Resources for debate on world history standards

From a dialog on World-L, January-February 1998


From: David Fahey (DFAHEY@MIAMIU.ACS.MUOHIO.EDU)
Subject: price/address, National Standards
To: Multiple recipients of list WORLD-L (WORLD-L@UBVM.cc.buffalo.edu)

From different posts I collate the following information on the price and address for obtaining the controversial publication WORLD HISTORY: EXPLORING PATHS TO THE PRESENT, issued under the auspirces of the National Council on History Standards: price, $18.95 plus $5 shipping and handling; address: National Center for History in the Schools UCLA 10880 Wilshire Blvd., Suite 761 Los Angeles, CA 90024-4108 PS: some of the attacks on EXPLORING PATHS, which was prepared for teachers in K-12, seem to target the whole concept of teaching world history at any level or at least a world history that is not taught as the West and the rest.

David Fahey (Miami Univ., Oxford, OH 45056, USA)
(dfahey@miamiu.acs.muohio.edu)


Date: Sat, 19 Nov 1994 11:20:54 PCT
Subject: U.K. History Curriculum
To: Multiple recipients of list H-WORLD (H-WORLD@msu.edu)
FROM: Douglas Mark Peers (dmpeers@acs.ucalgary.ca)
Department of History, University of Calgary

For anyone wishing to look into the debate in Britain over the national curriculum in history, you might want to get hold of the following collection of essays that were originally published as part of the debate in History Today. They are gathered together in a book edited by Juliet Gardiner, ‘The History Debate’, London; Collins & Brown, 1990. It is available in pbk and was commissioned by History Today. The ISBN is 1-85585-076-1


From Haines Brown (brownh@ccsu.ctstateu.edu)

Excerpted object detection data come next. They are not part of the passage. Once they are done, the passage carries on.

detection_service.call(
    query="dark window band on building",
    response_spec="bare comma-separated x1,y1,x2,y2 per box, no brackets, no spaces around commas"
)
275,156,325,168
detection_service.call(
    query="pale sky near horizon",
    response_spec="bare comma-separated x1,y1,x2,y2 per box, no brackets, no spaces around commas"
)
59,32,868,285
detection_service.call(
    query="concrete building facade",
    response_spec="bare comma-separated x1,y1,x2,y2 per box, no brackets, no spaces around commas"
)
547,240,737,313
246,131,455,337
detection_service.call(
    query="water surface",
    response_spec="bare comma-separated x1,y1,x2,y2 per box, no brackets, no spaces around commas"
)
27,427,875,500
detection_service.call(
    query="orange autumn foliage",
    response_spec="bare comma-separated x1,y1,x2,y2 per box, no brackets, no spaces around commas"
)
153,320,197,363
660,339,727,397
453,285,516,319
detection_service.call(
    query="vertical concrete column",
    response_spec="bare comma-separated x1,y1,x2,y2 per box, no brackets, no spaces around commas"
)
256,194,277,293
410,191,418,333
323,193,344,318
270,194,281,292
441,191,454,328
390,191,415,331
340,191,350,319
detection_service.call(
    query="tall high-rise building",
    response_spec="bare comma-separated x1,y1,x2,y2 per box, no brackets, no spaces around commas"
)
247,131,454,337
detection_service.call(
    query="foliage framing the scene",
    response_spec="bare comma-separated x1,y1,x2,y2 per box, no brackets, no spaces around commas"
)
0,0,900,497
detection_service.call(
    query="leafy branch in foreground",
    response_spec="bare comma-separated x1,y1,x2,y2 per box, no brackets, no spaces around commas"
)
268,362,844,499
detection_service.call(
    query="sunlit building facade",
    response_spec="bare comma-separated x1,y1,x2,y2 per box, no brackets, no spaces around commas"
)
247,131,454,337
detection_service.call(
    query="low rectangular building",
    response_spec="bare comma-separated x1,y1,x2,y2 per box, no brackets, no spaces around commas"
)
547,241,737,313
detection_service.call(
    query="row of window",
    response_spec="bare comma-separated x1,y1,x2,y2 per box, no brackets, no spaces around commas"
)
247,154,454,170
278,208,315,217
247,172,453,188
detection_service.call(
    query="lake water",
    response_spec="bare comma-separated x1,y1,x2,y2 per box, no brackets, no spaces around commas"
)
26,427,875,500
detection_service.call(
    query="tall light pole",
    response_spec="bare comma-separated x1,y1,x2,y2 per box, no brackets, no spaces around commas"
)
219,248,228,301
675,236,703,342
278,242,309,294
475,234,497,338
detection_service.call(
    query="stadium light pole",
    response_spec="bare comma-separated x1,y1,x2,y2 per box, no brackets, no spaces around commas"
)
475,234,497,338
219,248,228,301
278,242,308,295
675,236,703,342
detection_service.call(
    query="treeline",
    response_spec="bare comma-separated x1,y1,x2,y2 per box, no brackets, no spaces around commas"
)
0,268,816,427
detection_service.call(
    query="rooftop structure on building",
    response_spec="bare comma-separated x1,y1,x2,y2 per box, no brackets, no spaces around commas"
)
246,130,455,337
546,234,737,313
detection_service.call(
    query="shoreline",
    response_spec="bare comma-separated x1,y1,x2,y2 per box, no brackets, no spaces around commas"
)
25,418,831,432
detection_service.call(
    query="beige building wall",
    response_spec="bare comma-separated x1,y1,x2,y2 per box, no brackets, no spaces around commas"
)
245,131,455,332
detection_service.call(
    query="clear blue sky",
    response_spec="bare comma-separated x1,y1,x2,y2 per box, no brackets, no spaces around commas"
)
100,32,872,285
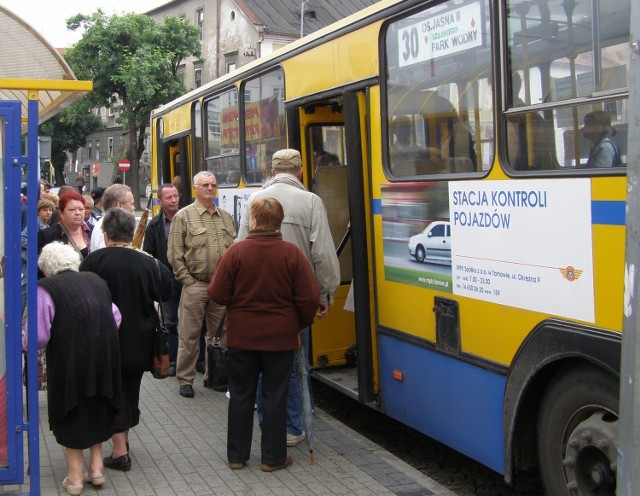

It has long struck me that the tension between standards that are conservatory and aim to create and perpetuate a national identify or cohesion and standards that encourage the student to look at that tradition critically is paralleled by the issue of whether world history, other than simply as a projection of Western power and values, has legitimacy. I think the debate between advocates of Western Civilization and World History reveals this very clearly, and it is nicely exemplified in Joseph W. Konvitz, editor. What Americans Should Know: Western Civilization or World History. Proceedings of a Conference Held at Michigan State University. April 21-23, 1985. East Lansing: Michigan State University, 1985.

The contradiction between conservation and criticism can also be seen historically, for at a certain point in US history, the ideological atmosphere of World War II that ended by crushing all opposition gave way in the ‘60s to a more critical attitude that is itself now being challenged. An important document in the earlier reversal (and still valuable for the problem of the conceptualization of world history) is Shirley H. Engle, editor. New Perspectives in World History. Thirty-Fourth Yearbook of the National Council for the Social Studies. Washington D.C.: National Council for the Social Studies, 1964. It is important to note that the National Council for the Social Studies is part of the National Education Association.


From: rdunn@sciences.SDSU.Edu (Ross E. Dunn)

I would like to recommend two excellent articles that focus on the process of writing national history standards. Carol Gluck, “Let the Debate Continue,” NEW YORK TIMES (Op-Ed), Nov. 19, 1994. Keith Henderson, “The Making of History Standards,” THE CHRISTIAN SCIENCE MONITOR, Nov. 18, 1994. The Nov. 19 NEW YORK TIMES also carries a piece by John Patrick Diggins defending study of the “great men.”